For the above reasons, globally increasing PPL behavior is likely to be a true characteristic of individual learning curves. This behavior is consistent with strategy-specific PLs that have been previously discussed (Delaney et al., 1998), but we derive this property directly from the data, without assuming known strategies. Our results reveal that strategy shifts are frequently associated with both decreases in short-term performance and improvements in long-term performance. These results are consistent with previously reported effects of between-session delays, including forgetting and improved long-term learning (Rickard, 2007).

The PPL model explained 90.74 % of the learning variance (overall variance minus noise; see the Method), as compared to 85.97 % for PL1, and accounted for over one-third of the variance remaining in PL1. What about the remaining 9.26 %? Quantitative modeling of two additional learning curve characteristics reported in this study could account for some of that remaining variance: the brief discontinuity at the transition point, and the global trend toward increasing PL pieces. PPL fits pieces without learning a distribution to predict them. Moreover, other parametric forms may better apply to the individual curve pieces, such as four-parameter APEX functions (Heathcote et al., 2000), which we did not include due to high computational cost and the lower performance of three-parameter exponential functions, relative to three-parameter PPLs.
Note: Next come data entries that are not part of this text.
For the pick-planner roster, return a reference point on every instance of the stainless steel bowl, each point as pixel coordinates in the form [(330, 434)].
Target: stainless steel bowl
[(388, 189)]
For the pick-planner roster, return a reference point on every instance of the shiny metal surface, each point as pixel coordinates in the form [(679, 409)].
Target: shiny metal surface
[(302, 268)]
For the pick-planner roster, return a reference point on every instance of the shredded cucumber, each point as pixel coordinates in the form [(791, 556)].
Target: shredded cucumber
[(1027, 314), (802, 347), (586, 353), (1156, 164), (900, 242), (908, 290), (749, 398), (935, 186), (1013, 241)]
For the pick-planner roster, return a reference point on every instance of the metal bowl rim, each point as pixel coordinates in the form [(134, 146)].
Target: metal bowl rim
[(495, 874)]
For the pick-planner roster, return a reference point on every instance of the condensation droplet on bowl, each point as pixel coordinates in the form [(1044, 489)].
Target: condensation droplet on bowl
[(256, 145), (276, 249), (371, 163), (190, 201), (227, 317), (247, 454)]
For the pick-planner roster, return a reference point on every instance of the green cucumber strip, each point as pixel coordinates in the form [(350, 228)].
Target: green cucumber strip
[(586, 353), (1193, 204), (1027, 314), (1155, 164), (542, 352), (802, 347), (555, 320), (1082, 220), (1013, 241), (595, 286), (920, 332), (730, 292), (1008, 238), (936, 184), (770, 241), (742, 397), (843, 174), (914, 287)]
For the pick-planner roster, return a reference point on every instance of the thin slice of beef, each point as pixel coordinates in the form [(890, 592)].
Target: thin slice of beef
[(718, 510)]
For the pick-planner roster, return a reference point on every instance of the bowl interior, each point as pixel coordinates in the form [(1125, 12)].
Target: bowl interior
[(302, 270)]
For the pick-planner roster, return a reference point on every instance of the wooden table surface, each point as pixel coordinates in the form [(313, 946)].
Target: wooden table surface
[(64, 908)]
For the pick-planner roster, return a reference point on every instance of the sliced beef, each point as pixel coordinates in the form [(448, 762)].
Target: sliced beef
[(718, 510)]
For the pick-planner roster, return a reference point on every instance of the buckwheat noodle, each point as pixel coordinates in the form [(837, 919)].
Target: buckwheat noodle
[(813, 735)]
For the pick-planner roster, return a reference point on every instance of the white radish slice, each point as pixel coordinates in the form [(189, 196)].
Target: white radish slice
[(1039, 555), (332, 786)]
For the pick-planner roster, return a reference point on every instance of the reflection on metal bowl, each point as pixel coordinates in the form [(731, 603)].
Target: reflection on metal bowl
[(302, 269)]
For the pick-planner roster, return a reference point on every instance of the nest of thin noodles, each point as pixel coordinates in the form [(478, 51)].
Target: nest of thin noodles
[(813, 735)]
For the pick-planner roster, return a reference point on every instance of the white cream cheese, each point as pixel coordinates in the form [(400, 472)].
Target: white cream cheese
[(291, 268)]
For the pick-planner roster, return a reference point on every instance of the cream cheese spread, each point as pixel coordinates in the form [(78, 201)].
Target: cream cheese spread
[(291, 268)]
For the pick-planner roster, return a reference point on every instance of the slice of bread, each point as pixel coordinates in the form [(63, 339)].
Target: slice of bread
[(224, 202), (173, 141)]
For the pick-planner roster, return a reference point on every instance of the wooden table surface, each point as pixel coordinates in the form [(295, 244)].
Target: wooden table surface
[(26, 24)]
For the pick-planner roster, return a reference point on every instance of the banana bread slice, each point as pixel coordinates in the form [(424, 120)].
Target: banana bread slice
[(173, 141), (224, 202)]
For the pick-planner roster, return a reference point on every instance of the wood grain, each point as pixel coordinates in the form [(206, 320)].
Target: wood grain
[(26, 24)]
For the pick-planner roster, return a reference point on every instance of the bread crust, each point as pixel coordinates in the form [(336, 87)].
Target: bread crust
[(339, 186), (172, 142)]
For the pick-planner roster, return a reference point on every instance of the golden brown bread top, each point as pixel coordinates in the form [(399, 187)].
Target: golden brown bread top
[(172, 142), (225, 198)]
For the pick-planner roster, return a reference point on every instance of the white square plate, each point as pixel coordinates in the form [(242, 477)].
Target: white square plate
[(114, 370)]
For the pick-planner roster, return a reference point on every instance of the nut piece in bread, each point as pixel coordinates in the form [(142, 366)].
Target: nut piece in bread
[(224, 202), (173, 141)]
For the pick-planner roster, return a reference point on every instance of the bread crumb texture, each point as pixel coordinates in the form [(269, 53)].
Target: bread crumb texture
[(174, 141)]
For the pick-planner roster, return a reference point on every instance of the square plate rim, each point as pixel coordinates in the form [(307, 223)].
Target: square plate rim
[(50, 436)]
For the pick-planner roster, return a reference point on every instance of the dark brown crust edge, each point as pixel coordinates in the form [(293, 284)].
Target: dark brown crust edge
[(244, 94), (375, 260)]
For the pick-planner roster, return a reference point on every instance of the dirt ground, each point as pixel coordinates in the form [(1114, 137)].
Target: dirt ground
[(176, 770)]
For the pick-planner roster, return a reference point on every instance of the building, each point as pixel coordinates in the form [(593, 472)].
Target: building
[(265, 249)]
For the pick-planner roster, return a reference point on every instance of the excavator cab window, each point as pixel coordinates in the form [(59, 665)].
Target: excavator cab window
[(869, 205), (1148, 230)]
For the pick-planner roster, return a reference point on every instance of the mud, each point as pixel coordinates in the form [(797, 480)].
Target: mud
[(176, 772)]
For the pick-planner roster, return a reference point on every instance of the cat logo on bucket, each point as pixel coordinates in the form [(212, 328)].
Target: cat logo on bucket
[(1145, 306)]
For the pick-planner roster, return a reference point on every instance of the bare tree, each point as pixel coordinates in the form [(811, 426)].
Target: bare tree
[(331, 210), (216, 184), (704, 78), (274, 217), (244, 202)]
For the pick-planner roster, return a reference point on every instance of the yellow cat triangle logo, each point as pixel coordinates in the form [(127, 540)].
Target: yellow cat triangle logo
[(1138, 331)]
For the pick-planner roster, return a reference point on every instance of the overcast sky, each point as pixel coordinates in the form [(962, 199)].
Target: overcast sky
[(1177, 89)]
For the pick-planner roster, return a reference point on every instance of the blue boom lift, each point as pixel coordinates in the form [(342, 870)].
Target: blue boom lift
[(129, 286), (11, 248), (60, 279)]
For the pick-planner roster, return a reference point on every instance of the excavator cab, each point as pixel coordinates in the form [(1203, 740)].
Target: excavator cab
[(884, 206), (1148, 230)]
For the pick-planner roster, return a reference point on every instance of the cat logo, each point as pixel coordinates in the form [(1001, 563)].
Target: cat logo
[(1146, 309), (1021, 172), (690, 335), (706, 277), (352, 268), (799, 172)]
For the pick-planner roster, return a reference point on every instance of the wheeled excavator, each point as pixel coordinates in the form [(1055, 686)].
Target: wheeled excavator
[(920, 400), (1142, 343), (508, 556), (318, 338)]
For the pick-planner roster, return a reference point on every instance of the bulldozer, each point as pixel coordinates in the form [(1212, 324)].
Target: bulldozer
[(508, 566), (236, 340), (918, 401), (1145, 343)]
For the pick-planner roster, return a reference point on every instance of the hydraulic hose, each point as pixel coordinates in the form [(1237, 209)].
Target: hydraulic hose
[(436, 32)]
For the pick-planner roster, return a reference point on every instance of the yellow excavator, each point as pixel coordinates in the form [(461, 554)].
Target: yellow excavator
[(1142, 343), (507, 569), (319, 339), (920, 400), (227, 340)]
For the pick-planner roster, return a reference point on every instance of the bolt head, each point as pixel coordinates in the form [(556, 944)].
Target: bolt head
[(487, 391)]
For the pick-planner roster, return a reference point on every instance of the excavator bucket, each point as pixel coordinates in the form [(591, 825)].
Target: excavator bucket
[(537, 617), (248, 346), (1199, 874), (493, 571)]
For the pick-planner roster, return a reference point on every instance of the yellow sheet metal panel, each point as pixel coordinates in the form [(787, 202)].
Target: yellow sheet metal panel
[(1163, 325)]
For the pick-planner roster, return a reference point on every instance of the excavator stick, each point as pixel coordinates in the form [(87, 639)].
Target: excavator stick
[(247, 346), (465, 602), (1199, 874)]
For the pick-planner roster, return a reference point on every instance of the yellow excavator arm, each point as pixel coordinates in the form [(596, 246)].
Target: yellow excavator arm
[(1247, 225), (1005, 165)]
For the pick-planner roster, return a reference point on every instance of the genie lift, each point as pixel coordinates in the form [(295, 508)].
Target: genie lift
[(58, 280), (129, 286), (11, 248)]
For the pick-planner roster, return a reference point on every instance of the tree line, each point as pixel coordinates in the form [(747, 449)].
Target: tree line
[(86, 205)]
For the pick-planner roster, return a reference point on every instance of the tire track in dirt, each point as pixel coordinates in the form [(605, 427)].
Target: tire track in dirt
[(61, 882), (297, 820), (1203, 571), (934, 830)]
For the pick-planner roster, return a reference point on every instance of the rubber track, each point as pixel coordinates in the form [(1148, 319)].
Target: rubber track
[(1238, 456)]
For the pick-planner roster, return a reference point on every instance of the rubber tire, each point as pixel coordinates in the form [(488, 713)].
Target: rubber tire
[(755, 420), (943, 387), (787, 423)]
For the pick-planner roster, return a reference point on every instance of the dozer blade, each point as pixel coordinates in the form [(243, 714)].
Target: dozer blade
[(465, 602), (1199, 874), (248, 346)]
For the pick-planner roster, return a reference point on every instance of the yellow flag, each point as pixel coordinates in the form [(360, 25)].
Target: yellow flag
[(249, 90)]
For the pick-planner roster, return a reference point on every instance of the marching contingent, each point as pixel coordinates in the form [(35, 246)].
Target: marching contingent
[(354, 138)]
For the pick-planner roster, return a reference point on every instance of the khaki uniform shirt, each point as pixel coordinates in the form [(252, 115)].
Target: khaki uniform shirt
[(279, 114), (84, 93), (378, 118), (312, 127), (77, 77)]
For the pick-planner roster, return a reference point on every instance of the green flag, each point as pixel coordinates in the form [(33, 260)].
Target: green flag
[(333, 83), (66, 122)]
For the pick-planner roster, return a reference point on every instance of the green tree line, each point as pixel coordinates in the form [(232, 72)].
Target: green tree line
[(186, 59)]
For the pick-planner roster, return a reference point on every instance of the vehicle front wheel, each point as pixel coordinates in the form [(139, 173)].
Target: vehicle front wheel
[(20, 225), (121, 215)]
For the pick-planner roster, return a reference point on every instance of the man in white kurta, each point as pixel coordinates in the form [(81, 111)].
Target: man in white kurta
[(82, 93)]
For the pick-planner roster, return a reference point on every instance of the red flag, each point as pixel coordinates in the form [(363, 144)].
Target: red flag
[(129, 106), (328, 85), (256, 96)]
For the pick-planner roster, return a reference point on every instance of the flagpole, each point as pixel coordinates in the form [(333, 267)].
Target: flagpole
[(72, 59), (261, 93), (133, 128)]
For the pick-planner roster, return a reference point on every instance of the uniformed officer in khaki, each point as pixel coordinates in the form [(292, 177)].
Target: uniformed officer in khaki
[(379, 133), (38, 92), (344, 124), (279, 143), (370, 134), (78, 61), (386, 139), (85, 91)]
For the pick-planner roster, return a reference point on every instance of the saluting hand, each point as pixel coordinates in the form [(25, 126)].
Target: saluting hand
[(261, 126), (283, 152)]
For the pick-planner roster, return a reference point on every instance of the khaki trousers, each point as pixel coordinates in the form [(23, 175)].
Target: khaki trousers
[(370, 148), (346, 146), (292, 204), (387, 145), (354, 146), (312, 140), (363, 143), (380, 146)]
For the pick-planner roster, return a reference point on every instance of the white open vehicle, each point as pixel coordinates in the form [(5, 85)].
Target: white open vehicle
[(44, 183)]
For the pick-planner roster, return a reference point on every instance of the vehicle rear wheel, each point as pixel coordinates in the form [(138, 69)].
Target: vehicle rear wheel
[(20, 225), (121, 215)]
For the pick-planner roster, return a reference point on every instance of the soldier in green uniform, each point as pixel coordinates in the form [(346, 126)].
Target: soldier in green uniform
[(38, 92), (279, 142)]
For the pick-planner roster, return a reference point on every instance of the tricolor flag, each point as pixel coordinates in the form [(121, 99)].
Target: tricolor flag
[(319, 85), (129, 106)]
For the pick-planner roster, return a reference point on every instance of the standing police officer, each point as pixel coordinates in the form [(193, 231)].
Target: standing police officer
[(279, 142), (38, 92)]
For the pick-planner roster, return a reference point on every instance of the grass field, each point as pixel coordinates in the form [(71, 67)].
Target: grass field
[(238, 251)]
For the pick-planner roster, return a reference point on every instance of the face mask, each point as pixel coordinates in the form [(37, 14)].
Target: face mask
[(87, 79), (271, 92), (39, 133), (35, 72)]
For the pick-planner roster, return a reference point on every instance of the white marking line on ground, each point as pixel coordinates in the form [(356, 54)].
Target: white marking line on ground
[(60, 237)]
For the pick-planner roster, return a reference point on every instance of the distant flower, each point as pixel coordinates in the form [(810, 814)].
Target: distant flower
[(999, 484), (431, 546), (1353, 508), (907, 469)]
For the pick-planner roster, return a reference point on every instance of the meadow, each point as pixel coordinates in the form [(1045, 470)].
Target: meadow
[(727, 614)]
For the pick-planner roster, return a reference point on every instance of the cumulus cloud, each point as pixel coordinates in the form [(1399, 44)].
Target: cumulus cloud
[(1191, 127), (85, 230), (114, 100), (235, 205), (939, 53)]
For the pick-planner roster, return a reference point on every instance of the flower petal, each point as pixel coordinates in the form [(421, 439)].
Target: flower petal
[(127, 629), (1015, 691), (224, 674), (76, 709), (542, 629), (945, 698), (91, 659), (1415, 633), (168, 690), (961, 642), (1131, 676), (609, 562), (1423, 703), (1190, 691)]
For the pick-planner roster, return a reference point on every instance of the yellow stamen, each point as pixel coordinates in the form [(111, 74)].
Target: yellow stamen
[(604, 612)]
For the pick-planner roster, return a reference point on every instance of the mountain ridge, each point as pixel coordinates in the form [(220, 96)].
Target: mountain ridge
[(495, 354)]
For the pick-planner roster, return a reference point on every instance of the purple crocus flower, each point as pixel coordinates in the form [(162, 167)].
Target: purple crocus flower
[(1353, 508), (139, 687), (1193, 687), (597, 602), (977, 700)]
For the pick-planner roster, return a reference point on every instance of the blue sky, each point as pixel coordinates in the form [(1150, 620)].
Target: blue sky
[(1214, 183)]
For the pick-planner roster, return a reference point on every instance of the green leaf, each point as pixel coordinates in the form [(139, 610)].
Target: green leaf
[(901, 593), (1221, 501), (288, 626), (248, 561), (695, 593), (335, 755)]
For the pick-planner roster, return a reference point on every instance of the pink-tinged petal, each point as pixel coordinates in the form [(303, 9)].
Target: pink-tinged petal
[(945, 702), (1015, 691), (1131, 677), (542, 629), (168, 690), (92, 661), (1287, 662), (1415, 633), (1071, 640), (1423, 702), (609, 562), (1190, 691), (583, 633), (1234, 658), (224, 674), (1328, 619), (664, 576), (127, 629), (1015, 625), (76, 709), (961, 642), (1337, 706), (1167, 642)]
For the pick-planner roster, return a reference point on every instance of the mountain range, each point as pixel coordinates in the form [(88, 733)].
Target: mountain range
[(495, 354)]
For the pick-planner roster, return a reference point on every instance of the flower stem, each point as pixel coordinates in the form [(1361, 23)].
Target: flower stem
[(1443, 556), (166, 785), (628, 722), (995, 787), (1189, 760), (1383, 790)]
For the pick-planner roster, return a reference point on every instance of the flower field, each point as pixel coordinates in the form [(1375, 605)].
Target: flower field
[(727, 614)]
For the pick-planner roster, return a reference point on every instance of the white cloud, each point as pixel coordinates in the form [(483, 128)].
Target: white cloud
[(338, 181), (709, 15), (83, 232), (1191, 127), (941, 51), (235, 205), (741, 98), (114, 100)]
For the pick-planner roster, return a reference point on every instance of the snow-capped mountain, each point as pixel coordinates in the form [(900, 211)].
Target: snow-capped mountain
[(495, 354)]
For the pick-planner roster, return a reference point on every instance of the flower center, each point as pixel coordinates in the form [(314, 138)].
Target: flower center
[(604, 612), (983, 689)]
Since the performance differences between different parametric forms in our experiment were small relative to the differences between PPL and PL1, our focus in this work was on investigating the piecewise nature of individual learning curves rather than specific functional forms to fit each piece. Hierarchical models could account for even more variance by specifying piece parameter distributions as being dependent on higher-level parameters describing the relationships between pieces in a curve. It is likely that additional processes can account for more missing variance, and we hope that future studies will reveal these processes.

A full analysis of the influence of spacing in time on performance and learning is outside the scope of the present study. However, since the average transition curves were similar for all quartiles of the total duration in a window of five exercises before and after the transition, spacing was not a major factor in the transition behavior we report here.

The PPL of practice extends learning theory and suggests specific directions for future investigation, as we outline below. Practically, considering learning progress both locally, within smooth PL trajectories, and globally, within sequences of discrete improvements, could improve skill acquisition through data-driven planning of training. Future discoveries about transitions could further accelerate learning by triggering transitions at specific times. For example, if theory or data suggest that certain advanced strategies depend on the preexisting mastery of simpler strategies, learners could track progress on each PL and transition at appropriate points, thus avoiding both superfluous practice on earlier strategies and premature attempts to acquire later ones. The acquisition of expert performance follows similar principles (Ericsson, Krampe, & Tesch-Römer, 1993), further supporting our results.

In this study, we have shown that individual human learning curves in natural learning settings follow a PPL sequence in which subsequent PLs tend to surpass earlier ones, usually after a temporary drop in performance. Many open questions remain, including: What are the factors causing transitions between PLs? What is the relationship between the temporal spacing of training sessions and the learning curve? Why are transitions usually accompanied by a temporary drop in performance? And what regularities in global PL sequences exist within and across tasks? We hope that future work will answer these questions and further improve our understanding of individual human learning curves.